Cardiometabolic risk can be characterised by identifying the existence of the components of the metabolic syndrome, namely through studying measures of central obesity, impaired glucose metabolism, hypertension and dyslipidaemia ( Reference van Vliet, von Rosenstiel and Schindhelm 1 ). Previous studies reported higher prevalence of the individual elements of this risk among minority ethnic groups; for instance demonstrating that the prevalence of doctor diagnosed diabetes (markedly increasing with age) was three to five times higher among Black Asian Ethnic Minority (BAME) groups particularly of Bangladeshi, Pakistani, Indian and Black Caribbean origin in comparison with general public; or highlighting that Irish men had the highest prevalence of the any cardiovascular disease, compared with other minority ethnic groups and/or general population ( 2 ); however, studies on ethnic difference in collective cardiometabolic risk profile of young adults have been scarce. The aim of this study was to investigate ethnic difference in the cardiometabolic risk factors amongst young adults residing in North West of England.
After obtaining ethical approval, participants (n 238) aged 18–24 were recruited in a cross-sectional study. Laboratory and anthropometric measures of cardiometabolic risk were assessed including blood pressure, measures of central obesity and biomarkers of fasting capillary blood glucose and lipid profile. Energy and macronutrient intake was measured using a validated 3-day diet diary and analysed using dietary assessment software Microdiet. Normal distribution was investigated using the Shapiro-Wilk test of normality and because the main variables were not normally distributed (P < 0·05), variation in risk factors was investigated using the nonparametric Kruskal-Wallis Test.

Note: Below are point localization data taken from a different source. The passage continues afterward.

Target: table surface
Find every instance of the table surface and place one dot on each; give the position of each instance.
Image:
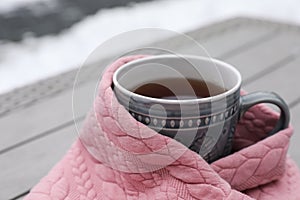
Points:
(36, 121)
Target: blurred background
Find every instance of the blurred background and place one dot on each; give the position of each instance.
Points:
(42, 38)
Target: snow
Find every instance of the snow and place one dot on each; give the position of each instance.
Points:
(38, 58)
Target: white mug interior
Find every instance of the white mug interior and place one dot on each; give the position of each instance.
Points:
(153, 68)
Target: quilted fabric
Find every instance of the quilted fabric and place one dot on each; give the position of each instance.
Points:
(117, 157)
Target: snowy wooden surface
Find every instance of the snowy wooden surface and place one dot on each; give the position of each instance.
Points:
(36, 122)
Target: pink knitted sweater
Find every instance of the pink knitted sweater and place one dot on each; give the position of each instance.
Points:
(120, 158)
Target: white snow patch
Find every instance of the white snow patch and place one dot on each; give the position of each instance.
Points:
(38, 58)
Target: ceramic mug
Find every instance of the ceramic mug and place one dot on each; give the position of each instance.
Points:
(205, 125)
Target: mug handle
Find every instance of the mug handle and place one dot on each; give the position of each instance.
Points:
(251, 99)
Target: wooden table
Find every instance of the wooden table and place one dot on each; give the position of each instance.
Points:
(36, 121)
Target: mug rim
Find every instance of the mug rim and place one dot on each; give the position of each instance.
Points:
(173, 101)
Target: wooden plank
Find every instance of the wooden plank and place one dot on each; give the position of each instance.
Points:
(294, 145)
(42, 117)
(23, 167)
(57, 111)
(254, 60)
(280, 81)
(230, 40)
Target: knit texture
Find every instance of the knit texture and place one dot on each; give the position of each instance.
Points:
(118, 157)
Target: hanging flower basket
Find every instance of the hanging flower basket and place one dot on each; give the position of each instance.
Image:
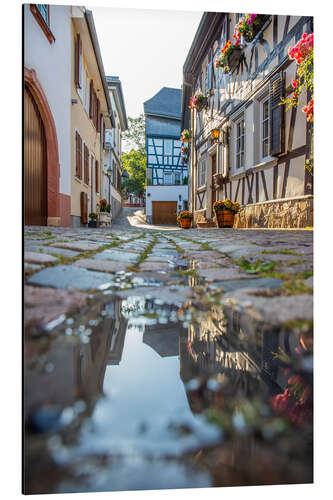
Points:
(254, 25)
(184, 219)
(230, 57)
(225, 212)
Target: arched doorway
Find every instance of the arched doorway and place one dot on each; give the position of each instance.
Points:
(35, 164)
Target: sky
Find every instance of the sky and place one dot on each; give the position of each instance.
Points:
(145, 48)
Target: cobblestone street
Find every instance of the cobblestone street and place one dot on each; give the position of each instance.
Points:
(119, 321)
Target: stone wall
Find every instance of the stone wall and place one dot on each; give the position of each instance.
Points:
(287, 213)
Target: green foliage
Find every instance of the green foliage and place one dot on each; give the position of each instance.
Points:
(256, 267)
(134, 163)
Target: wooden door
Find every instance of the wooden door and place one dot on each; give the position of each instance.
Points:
(35, 170)
(164, 212)
(213, 186)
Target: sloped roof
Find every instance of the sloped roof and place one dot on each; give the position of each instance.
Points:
(166, 103)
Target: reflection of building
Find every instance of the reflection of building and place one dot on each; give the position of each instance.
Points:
(77, 369)
(111, 187)
(240, 357)
(167, 190)
(118, 334)
(163, 338)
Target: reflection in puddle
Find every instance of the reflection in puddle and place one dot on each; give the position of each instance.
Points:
(136, 394)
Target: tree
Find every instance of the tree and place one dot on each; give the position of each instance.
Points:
(134, 163)
(135, 135)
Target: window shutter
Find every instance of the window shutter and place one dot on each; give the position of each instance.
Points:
(209, 71)
(96, 177)
(84, 207)
(276, 92)
(80, 158)
(76, 61)
(80, 62)
(91, 97)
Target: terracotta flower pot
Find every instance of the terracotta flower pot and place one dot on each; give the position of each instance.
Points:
(202, 104)
(185, 223)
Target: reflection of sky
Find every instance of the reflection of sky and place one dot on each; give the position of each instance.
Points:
(144, 391)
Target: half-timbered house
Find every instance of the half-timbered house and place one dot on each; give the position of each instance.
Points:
(167, 176)
(112, 168)
(258, 155)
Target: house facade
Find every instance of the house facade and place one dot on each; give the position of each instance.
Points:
(167, 176)
(90, 117)
(111, 184)
(47, 114)
(258, 157)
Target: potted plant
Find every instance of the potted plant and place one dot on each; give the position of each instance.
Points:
(249, 26)
(185, 136)
(230, 56)
(104, 213)
(184, 219)
(93, 222)
(225, 212)
(198, 102)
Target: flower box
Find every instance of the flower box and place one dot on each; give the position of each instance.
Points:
(225, 218)
(254, 28)
(218, 180)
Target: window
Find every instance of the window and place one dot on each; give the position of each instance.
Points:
(264, 127)
(168, 147)
(44, 12)
(96, 177)
(78, 155)
(201, 173)
(78, 62)
(240, 142)
(167, 177)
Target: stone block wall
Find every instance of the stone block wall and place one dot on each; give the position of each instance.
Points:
(288, 213)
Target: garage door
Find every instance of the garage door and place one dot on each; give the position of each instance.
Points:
(164, 212)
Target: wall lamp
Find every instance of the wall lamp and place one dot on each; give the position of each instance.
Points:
(215, 134)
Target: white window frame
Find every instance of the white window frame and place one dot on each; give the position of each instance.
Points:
(239, 152)
(262, 102)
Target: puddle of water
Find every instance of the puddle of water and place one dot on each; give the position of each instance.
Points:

Statistical analysis were conducted using SPSS 22 and statistical significance was set at 0·05.
Despite detailed analysis of blood pressure, anthropometric, dietary and laboratory measures of the cardiometabolic risk including weight, BMI, percentage body fat, waist circumference, weight to hip ratio, energy and macronutrient intake, dietary total, saturated and unsaturated fatty acid intake, physical activity and exercise, there were very few significant variation associated with the ethnicity. The only statistically significant variations are shown in table 1.
Despite significantly higher whole blood HDL of BAME compared with other groups and in spite of a significant variation in whole blood LDL, ratio of total cholesterol to HDL and whole blood glucose concentration based on ethnicity, the median level of biomarkers for all ethnic groups were within the normal range. Overall, the current study did not confirm the previously reported extensive variations in cardiometabolic risk between ethnic groups. The observed variations in biomarkers warrant further investigation with larger sample sizes and better representation of all minority ethnic groups residing in the UK.